The North American box office saw a tumultuous weekend leading up to Thanksgiving, headlined by “The Hunger Games: The Ballad of Songbirds & Snakes,” which garnered a triumphant $44 million in ticket sales in its opening weekend.

‘Hunger Games’ Revival Tests Waters

This latest installment marks a significant return for a franchise that lay dormant for eight years. Despite its strong showing, the prequel’s debut, spread across 3,776 locations, including 1,610 premium screens, is notably lower than its predecessors. Each of the four Jennifer Lawrence-led movies surpassed $100 million in their debut weekends, highlighting a shifting landscape in the franchise’s appeal.

Adam Fogelson, the vice chair of the Lionsgate Motion Picture Group, reflected on the challenges and opportunities of launching a prequel, especially without a returning cast. “The fact that we’re sitting here at basically $100 million on opening weekend around the world is, I think, a testament to the quality of the movie,” he stated, underscoring the global appeal of the new film.

This image released by Lionsgate shows Tom Blyth, left, and Rachel Zegler in a scene from “The Hunger Games: The Ballad of Songbirds and Snakes.” (Lionsgate via AP)

A Mixed Bag at the Box Office

Other releases saw varied fates. “Trolls Band Together,” the third entry in the animated series, debuted in second place with a robust $30.6 million. However, “The Marvels” faced a historic downturn, plummeting 78% in its second weekend, with a mere $10.2 million from 4,030 locations. This decline represents a new low for Marvel and modern superhero films.

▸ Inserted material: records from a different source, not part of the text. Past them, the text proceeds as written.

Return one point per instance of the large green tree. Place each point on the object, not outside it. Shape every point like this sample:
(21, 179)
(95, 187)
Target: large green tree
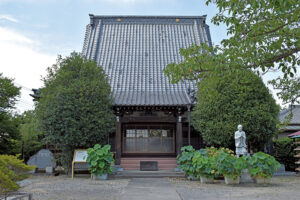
(263, 36)
(75, 108)
(235, 98)
(9, 132)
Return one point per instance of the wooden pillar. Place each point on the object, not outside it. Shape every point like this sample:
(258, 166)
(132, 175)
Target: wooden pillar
(178, 135)
(118, 141)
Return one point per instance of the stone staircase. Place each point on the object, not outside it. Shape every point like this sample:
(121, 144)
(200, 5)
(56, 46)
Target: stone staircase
(164, 163)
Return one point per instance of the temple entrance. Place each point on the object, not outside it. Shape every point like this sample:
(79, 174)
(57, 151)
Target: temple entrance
(148, 138)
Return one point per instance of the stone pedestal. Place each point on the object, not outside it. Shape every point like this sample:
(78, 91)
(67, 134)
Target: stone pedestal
(49, 170)
(245, 177)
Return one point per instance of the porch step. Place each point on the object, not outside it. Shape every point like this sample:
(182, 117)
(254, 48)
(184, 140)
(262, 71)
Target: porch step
(163, 163)
(148, 174)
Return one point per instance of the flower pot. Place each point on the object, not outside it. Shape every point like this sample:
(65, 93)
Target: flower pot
(99, 177)
(192, 178)
(206, 180)
(262, 180)
(231, 181)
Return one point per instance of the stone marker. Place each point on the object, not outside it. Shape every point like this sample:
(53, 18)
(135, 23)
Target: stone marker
(240, 142)
(246, 177)
(42, 159)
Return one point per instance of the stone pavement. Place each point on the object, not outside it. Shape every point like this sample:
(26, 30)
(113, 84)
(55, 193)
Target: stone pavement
(149, 189)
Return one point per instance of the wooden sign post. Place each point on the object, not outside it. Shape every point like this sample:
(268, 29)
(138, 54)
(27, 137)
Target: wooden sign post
(80, 156)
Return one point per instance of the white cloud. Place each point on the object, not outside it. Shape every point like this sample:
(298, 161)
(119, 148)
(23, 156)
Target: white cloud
(20, 60)
(8, 18)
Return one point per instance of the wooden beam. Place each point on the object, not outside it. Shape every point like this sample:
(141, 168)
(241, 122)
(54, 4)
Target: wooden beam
(118, 141)
(179, 135)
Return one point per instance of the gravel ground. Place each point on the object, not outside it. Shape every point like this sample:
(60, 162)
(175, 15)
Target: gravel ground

Eli Roth’s R-rated horror “Thanksgiving” tied with “The Marvels” for third place, drawing in $10.2 million. The film, set in Plymouth, Massachusetts, post a Black Friday tragedy, stars Patrick Dempsey and Addison Rae.

Disney’s “Next Goal Wins,” an underdog soccer story featuring Michael Fassbender and directed by Taika Waititi, struggled in its opening weekend, earning $2.5 million for a seventh-place spot. Despite its premiere at the Toronto Film Festival, the film received lukewarm critical reception.

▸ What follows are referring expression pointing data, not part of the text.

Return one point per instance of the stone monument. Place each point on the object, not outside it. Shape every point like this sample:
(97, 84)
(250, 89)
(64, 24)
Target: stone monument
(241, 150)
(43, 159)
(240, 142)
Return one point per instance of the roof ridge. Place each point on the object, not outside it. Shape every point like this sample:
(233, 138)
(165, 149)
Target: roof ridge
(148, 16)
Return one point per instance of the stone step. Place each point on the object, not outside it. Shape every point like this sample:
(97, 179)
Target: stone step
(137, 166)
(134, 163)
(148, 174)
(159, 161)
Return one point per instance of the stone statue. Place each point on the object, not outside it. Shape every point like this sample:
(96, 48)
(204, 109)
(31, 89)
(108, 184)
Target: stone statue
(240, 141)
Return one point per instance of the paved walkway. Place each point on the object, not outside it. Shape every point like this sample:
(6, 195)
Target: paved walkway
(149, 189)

This image released by Sony Pictures shows a scene from the horror film “Thanksgiving.” (Pief Weyman/Sony Pictures via AP)

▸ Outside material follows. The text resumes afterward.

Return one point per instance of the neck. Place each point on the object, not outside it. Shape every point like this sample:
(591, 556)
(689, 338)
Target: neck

Critical Reception and Upcoming Attractions

The Ballad of Songbirds & Snakes” carries a 61% rating on Rotten Tomatoes, indicative of mixed critical reception, though audiences have been more receptive. Paul Dergarabedian, a senior media analyst for Comscore, noted that moviegoing behavior can fluctuate during holidays, with some audiences preferring to watch films with family during Thanksgiving.

Looking ahead, the week promises a diverse array of releases, including Disney’s “Wish,” Ridley Scott’s “Napoleon,” and Emerald Fennell’s “Saltburn.” “It’s traditional for the Thanksgiving frame that people can catch up on movies big and small,” Dergarabedian remarked, highlighting the variety of choices available to audiences.

Box Office Figures

Estimated ticket sales from Friday through Sunday at U.S. and Canadian theaters are as follows, with final domestic figures expected to be released soon:

  1. “The Hunger Games: The Ballad of Songbirds & Snakes,” $44 million.
  2. “Trolls Band Together,” $30.6 million.
  3. “The Marvels,” $10.2 million.
  4. “Thanksgiving,” $10.2 million.
  5. “Five Nights at Freddy’s,” $3.5 million.
  6. “The Holdovers,” $2.7 million.
  7. “Next Goal Wins,” $2.5 million.
  8. “Taylor Swift: The Eras Tour,” $2.4 million.
  9. “Priscilla,” $2.3 million.
  10. “Killers of the Flower Moon,” $1.9 million.